Note: SEPPs must be calculated before you can take them. Some people assume they can just divide the balance of their IRA or 401(k) by five and withdraw that amount per year, but that’s a mistake, and can get you into trouble with the IRS. If you’re interested in using the 72(t) method, consult financial expert to ensure you have everything configured correctly according to your situation.
- If you’re on active military duty:
If you are a member of the military reserves and were called to active duty after September 11, 2001 for a period of more than 179 days, then you are eligible to withdraw your retirement funds without a penalty. The distribution must be taken over the active duty period, however.

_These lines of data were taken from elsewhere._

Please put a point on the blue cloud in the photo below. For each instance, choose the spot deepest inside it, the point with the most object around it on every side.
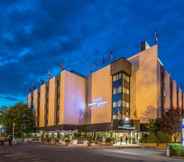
(37, 36)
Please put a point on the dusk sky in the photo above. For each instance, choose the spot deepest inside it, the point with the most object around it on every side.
(37, 36)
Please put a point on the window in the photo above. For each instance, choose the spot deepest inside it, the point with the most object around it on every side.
(114, 90)
(119, 103)
(114, 104)
(114, 78)
(119, 76)
(119, 89)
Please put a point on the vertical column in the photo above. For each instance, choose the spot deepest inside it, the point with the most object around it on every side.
(38, 108)
(57, 99)
(171, 93)
(46, 103)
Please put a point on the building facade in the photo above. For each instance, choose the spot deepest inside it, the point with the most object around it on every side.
(118, 98)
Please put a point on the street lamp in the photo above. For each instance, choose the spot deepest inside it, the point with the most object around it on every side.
(183, 131)
(13, 131)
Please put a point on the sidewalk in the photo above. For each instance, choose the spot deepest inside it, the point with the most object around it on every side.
(140, 153)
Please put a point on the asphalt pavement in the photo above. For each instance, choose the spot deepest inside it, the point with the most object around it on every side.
(56, 153)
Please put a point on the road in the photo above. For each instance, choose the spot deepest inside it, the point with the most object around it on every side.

- If you use your retirement funds to pay education expenses:
You will not pay a penalty if you use the money to pay qualified higher education expenses for you, your spouse, or your child or grandchild. Before you do this, however, remember that while these individuals can take out loans to attend college, you can’t fund your retirement on loans. A financial expert can help you decide whether it’s truly necessary to withdraw funds from your retirement account for this reason.
- If you’re purchasing your first home:
Without incurring penalties, you can withdraw up to $10,000 ($20,000 for couples) from your retirement fund to use to buy, build or rebuild a first home for you (if you did not own within the last two years), your spouse, your children or grandchildren, or parent or other ancestor. Again, it’s a good idea to think about whether this is actually a smart decision. Consider saving up for a down payment for your first home before withdrawing funds from your nest egg.
- If you have unpaid taxes:
You can take a penalty-free withdrawal from your retirement funds to pay your taxes. Some individuals that owe significant back taxes to the IRS may consider using some of these funds to pay off tax debt, as even monthly installments may seem overwhelming. This is especially true if the government places a levy against one’s account.
- If you’re unemployed and need to pay medical insurance, or if you have unreimbursed medical expenses that are more than 10% of your adjusted gross income:
Individuals that have lost their jobs and received unemployment pay for at least 12 consecutive weeks can use retirement distributions penalty free IF they are received in the same year they received the unemployment pay. Those distributions must also be received no later than 60 days after one has obtained a new job.
- If you have a permanent disability
Finally, retirement funds can be withdrawn penalty-free if you are permanently disabled, either mentally or physically for an indefinite amount of time.
The bottom line: While retirement accounts are great methods to accumulate retirement savings since the assets grow income tax free and contributions reduce one’s taxable income, the above extenuating circumstances may call for early withdrawals from those accounts. Be sure to check with a financial expert if you have any questions or concerns about your own person situation.